Saturday, January 25, 2020

Parashat Va'era 2020

Parashat Va'era


This portion begins with the second part of the coercion of Moshe to be the leader of the Jewish people.  God speaks to Moshe about the promised redemption reaffirms the covenant established with Abraham, Isaac, and Jacob.  Moshe, an 80 year old, was thrust into the role by a direct connection to God. Many years earlier his innate sense of justice would not allow the mistreatment of others.  After he killed an Egyptian, Moshe was forced to flee to Midian, where he became a shepherd, married, and raised a family.  Without being called by God, Moshe would have been a happy shepherd living with his family.  God promised the redemption of the Hebrew slaves and appeals to Moshe to act as sense of duty to his ancestors.

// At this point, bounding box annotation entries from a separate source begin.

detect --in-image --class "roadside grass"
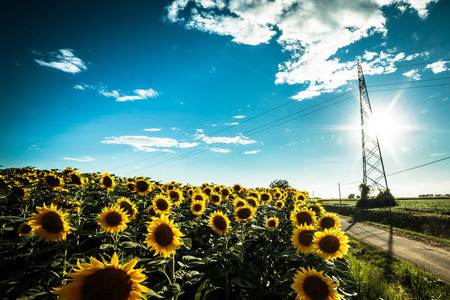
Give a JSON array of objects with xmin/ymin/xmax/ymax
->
[{"xmin": 346, "ymin": 235, "xmax": 450, "ymax": 300}]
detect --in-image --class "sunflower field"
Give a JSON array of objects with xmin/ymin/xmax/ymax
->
[{"xmin": 0, "ymin": 167, "xmax": 356, "ymax": 300}]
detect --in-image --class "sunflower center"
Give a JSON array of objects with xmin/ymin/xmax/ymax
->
[
  {"xmin": 320, "ymin": 217, "xmax": 335, "ymax": 229},
  {"xmin": 297, "ymin": 212, "xmax": 312, "ymax": 225},
  {"xmin": 298, "ymin": 231, "xmax": 313, "ymax": 247},
  {"xmin": 102, "ymin": 176, "xmax": 112, "ymax": 188},
  {"xmin": 155, "ymin": 224, "xmax": 173, "ymax": 247},
  {"xmin": 303, "ymin": 276, "xmax": 330, "ymax": 300},
  {"xmin": 41, "ymin": 211, "xmax": 64, "ymax": 233},
  {"xmin": 105, "ymin": 211, "xmax": 122, "ymax": 227},
  {"xmin": 45, "ymin": 175, "xmax": 59, "ymax": 186},
  {"xmin": 70, "ymin": 174, "xmax": 81, "ymax": 185},
  {"xmin": 156, "ymin": 199, "xmax": 169, "ymax": 211},
  {"xmin": 237, "ymin": 207, "xmax": 252, "ymax": 220},
  {"xmin": 119, "ymin": 201, "xmax": 133, "ymax": 216},
  {"xmin": 319, "ymin": 235, "xmax": 341, "ymax": 253},
  {"xmin": 81, "ymin": 268, "xmax": 133, "ymax": 300},
  {"xmin": 213, "ymin": 216, "xmax": 227, "ymax": 231},
  {"xmin": 136, "ymin": 181, "xmax": 150, "ymax": 192}
]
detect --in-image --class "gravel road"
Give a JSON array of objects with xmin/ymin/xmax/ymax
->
[{"xmin": 339, "ymin": 216, "xmax": 450, "ymax": 283}]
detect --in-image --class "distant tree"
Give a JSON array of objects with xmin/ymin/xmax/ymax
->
[{"xmin": 269, "ymin": 179, "xmax": 291, "ymax": 189}]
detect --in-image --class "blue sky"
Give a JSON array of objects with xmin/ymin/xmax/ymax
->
[{"xmin": 0, "ymin": 0, "xmax": 450, "ymax": 198}]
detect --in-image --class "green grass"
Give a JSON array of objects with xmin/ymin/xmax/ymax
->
[{"xmin": 346, "ymin": 236, "xmax": 450, "ymax": 300}]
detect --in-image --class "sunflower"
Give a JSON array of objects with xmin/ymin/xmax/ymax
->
[
  {"xmin": 52, "ymin": 252, "xmax": 150, "ymax": 300},
  {"xmin": 317, "ymin": 213, "xmax": 341, "ymax": 230},
  {"xmin": 44, "ymin": 173, "xmax": 64, "ymax": 190},
  {"xmin": 275, "ymin": 200, "xmax": 284, "ymax": 209},
  {"xmin": 245, "ymin": 197, "xmax": 259, "ymax": 209},
  {"xmin": 68, "ymin": 171, "xmax": 86, "ymax": 187},
  {"xmin": 145, "ymin": 214, "xmax": 183, "ymax": 258},
  {"xmin": 98, "ymin": 207, "xmax": 129, "ymax": 234},
  {"xmin": 114, "ymin": 197, "xmax": 138, "ymax": 221},
  {"xmin": 135, "ymin": 179, "xmax": 152, "ymax": 196},
  {"xmin": 234, "ymin": 205, "xmax": 255, "ymax": 222},
  {"xmin": 28, "ymin": 203, "xmax": 72, "ymax": 242},
  {"xmin": 290, "ymin": 209, "xmax": 316, "ymax": 226},
  {"xmin": 291, "ymin": 267, "xmax": 343, "ymax": 300},
  {"xmin": 11, "ymin": 185, "xmax": 30, "ymax": 201},
  {"xmin": 291, "ymin": 224, "xmax": 316, "ymax": 253},
  {"xmin": 209, "ymin": 192, "xmax": 222, "ymax": 205},
  {"xmin": 168, "ymin": 190, "xmax": 183, "ymax": 205},
  {"xmin": 191, "ymin": 200, "xmax": 206, "ymax": 216},
  {"xmin": 153, "ymin": 194, "xmax": 172, "ymax": 214},
  {"xmin": 17, "ymin": 222, "xmax": 33, "ymax": 236},
  {"xmin": 233, "ymin": 198, "xmax": 247, "ymax": 209},
  {"xmin": 100, "ymin": 172, "xmax": 116, "ymax": 192},
  {"xmin": 313, "ymin": 228, "xmax": 348, "ymax": 260},
  {"xmin": 260, "ymin": 192, "xmax": 272, "ymax": 203},
  {"xmin": 209, "ymin": 211, "xmax": 230, "ymax": 235},
  {"xmin": 266, "ymin": 217, "xmax": 280, "ymax": 230},
  {"xmin": 308, "ymin": 203, "xmax": 325, "ymax": 216}
]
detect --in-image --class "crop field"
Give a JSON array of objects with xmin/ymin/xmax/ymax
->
[{"xmin": 0, "ymin": 168, "xmax": 357, "ymax": 299}]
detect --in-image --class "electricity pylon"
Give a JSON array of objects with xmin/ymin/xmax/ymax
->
[{"xmin": 358, "ymin": 60, "xmax": 388, "ymax": 196}]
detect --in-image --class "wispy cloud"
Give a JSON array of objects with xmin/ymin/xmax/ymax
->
[
  {"xmin": 166, "ymin": 0, "xmax": 437, "ymax": 100},
  {"xmin": 242, "ymin": 149, "xmax": 261, "ymax": 155},
  {"xmin": 73, "ymin": 84, "xmax": 159, "ymax": 102},
  {"xmin": 425, "ymin": 60, "xmax": 449, "ymax": 74},
  {"xmin": 403, "ymin": 69, "xmax": 420, "ymax": 80},
  {"xmin": 195, "ymin": 133, "xmax": 257, "ymax": 145},
  {"xmin": 63, "ymin": 156, "xmax": 95, "ymax": 162},
  {"xmin": 101, "ymin": 135, "xmax": 198, "ymax": 152},
  {"xmin": 33, "ymin": 49, "xmax": 87, "ymax": 74}
]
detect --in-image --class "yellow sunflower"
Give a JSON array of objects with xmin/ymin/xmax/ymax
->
[
  {"xmin": 191, "ymin": 200, "xmax": 206, "ymax": 216},
  {"xmin": 114, "ymin": 197, "xmax": 138, "ymax": 221},
  {"xmin": 313, "ymin": 228, "xmax": 348, "ymax": 260},
  {"xmin": 317, "ymin": 213, "xmax": 341, "ymax": 230},
  {"xmin": 98, "ymin": 207, "xmax": 129, "ymax": 234},
  {"xmin": 44, "ymin": 173, "xmax": 64, "ymax": 190},
  {"xmin": 168, "ymin": 189, "xmax": 183, "ymax": 205},
  {"xmin": 52, "ymin": 252, "xmax": 150, "ymax": 300},
  {"xmin": 290, "ymin": 209, "xmax": 316, "ymax": 227},
  {"xmin": 234, "ymin": 205, "xmax": 255, "ymax": 223},
  {"xmin": 266, "ymin": 217, "xmax": 280, "ymax": 230},
  {"xmin": 135, "ymin": 179, "xmax": 152, "ymax": 196},
  {"xmin": 100, "ymin": 172, "xmax": 116, "ymax": 192},
  {"xmin": 209, "ymin": 192, "xmax": 222, "ymax": 205},
  {"xmin": 17, "ymin": 222, "xmax": 33, "ymax": 236},
  {"xmin": 291, "ymin": 267, "xmax": 343, "ymax": 300},
  {"xmin": 153, "ymin": 194, "xmax": 172, "ymax": 214},
  {"xmin": 28, "ymin": 203, "xmax": 72, "ymax": 242},
  {"xmin": 291, "ymin": 224, "xmax": 316, "ymax": 253},
  {"xmin": 275, "ymin": 200, "xmax": 284, "ymax": 209},
  {"xmin": 145, "ymin": 214, "xmax": 183, "ymax": 258},
  {"xmin": 209, "ymin": 211, "xmax": 230, "ymax": 235}
]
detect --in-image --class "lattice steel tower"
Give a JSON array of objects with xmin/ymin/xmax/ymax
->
[{"xmin": 358, "ymin": 60, "xmax": 388, "ymax": 196}]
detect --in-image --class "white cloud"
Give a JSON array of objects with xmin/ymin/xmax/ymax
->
[
  {"xmin": 209, "ymin": 148, "xmax": 231, "ymax": 153},
  {"xmin": 73, "ymin": 84, "xmax": 159, "ymax": 102},
  {"xmin": 242, "ymin": 149, "xmax": 261, "ymax": 155},
  {"xmin": 403, "ymin": 69, "xmax": 420, "ymax": 80},
  {"xmin": 425, "ymin": 60, "xmax": 449, "ymax": 74},
  {"xmin": 33, "ymin": 49, "xmax": 87, "ymax": 74},
  {"xmin": 195, "ymin": 133, "xmax": 257, "ymax": 145},
  {"xmin": 167, "ymin": 0, "xmax": 436, "ymax": 100},
  {"xmin": 63, "ymin": 156, "xmax": 95, "ymax": 162}
]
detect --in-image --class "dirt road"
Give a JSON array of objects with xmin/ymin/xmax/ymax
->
[{"xmin": 339, "ymin": 216, "xmax": 450, "ymax": 283}]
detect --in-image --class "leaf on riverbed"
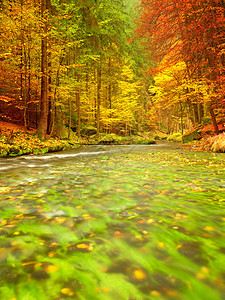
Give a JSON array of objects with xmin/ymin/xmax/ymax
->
[{"xmin": 67, "ymin": 242, "xmax": 94, "ymax": 252}]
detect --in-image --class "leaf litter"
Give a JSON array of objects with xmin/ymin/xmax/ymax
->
[{"xmin": 0, "ymin": 151, "xmax": 225, "ymax": 300}]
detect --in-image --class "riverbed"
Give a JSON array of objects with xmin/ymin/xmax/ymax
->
[{"xmin": 0, "ymin": 142, "xmax": 225, "ymax": 300}]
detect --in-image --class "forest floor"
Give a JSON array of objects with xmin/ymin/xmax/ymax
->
[{"xmin": 0, "ymin": 121, "xmax": 225, "ymax": 157}]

Often today we complain about the lack of leadership.  My messages about management are supposed to point the reader to understand better ways of dealing with management, leadership, and organizations.  We need to search for people of knowledge, wisdom, tenacity, determination, and most importantly high moral values (in words and action) to lead us.  Leader must be willing to take a chance on the finding the greater good, not just follow the current survey or political poll. 

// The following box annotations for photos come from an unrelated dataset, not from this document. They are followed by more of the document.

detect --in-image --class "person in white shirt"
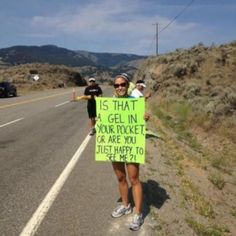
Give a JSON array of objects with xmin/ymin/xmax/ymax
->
[{"xmin": 131, "ymin": 80, "xmax": 151, "ymax": 100}]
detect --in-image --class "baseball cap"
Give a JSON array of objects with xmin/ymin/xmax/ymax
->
[
  {"xmin": 89, "ymin": 78, "xmax": 95, "ymax": 82},
  {"xmin": 136, "ymin": 80, "xmax": 146, "ymax": 88}
]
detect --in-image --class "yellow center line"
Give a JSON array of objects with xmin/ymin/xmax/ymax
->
[{"xmin": 0, "ymin": 92, "xmax": 71, "ymax": 109}]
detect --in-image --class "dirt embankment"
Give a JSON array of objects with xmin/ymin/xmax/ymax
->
[{"xmin": 133, "ymin": 43, "xmax": 236, "ymax": 236}]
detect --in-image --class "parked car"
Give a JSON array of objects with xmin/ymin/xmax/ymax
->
[{"xmin": 0, "ymin": 82, "xmax": 17, "ymax": 97}]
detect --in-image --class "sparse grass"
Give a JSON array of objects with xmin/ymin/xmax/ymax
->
[
  {"xmin": 182, "ymin": 178, "xmax": 214, "ymax": 218},
  {"xmin": 185, "ymin": 217, "xmax": 229, "ymax": 236},
  {"xmin": 208, "ymin": 172, "xmax": 225, "ymax": 190},
  {"xmin": 231, "ymin": 208, "xmax": 236, "ymax": 218}
]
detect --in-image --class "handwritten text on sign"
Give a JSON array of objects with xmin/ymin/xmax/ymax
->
[{"xmin": 96, "ymin": 97, "xmax": 146, "ymax": 163}]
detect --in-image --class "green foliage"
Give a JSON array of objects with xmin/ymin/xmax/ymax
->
[
  {"xmin": 209, "ymin": 173, "xmax": 225, "ymax": 190},
  {"xmin": 185, "ymin": 217, "xmax": 229, "ymax": 236}
]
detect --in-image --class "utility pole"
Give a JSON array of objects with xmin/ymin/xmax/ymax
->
[{"xmin": 153, "ymin": 23, "xmax": 158, "ymax": 56}]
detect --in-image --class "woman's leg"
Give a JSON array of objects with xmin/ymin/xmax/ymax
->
[
  {"xmin": 112, "ymin": 162, "xmax": 129, "ymax": 206},
  {"xmin": 127, "ymin": 163, "xmax": 143, "ymax": 215}
]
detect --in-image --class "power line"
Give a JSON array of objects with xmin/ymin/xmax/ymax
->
[
  {"xmin": 154, "ymin": 0, "xmax": 194, "ymax": 55},
  {"xmin": 159, "ymin": 0, "xmax": 194, "ymax": 34}
]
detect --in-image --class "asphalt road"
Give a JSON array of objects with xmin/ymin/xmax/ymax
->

God refuted every excuse the Moshe could offer.  He said leadership was for a younger person.  Moshe was invigorated and was taught how to become Moshe Rabbeinu (our teacher). The story of how he learned the role is not found in the narrative of the Torah.  With God and the people behind him perhaps the road to redemption would be smooth sailing?  It wasn't.  God had to visit plagues on the Egyptians.  Six of the plagues are in this Torah portion.

The business lesson is that we have to follow the model of Moshe.  He was modest and one of the people.  He didn't want be the leader or the great teacher.  This reminds me of former President Dwight Eisenhower.  He went from being a colonel to supreme allied commander of the European theater during World War II in less than 3.5 years.  He was not the top student at West Point.  He did attract the attention of General George Marshall.  General Marshall kept a black book with the names of promising officers who were dependable and possessed strong skills in logistical and strategic thinking. Eisenhower and his mentors Fox Conner and Marshal were able to think out of the narrow silo day-to-day army life.

God recognized Moshe's inner psyche, intelligence, and talents and thrust into leadership.  Moshe was able to think strategically beyond daily like.  We are limited in out analysis of his personality because the Torah is not a personal diary. We see the results as Moshe went before Pharaoh to plead the case of the Hebrews. After the Exodus he became the great teacher, who learned from God directly and interpreted the Torah and Divine law.  We, like Moshe, can challenge, question, and even argue with God, our leaders, and teachers.  We have to learn the lesson and think strategically beyond today.  Ultimately, we must accept our mission to bring truth, justice, and righteousness into the world.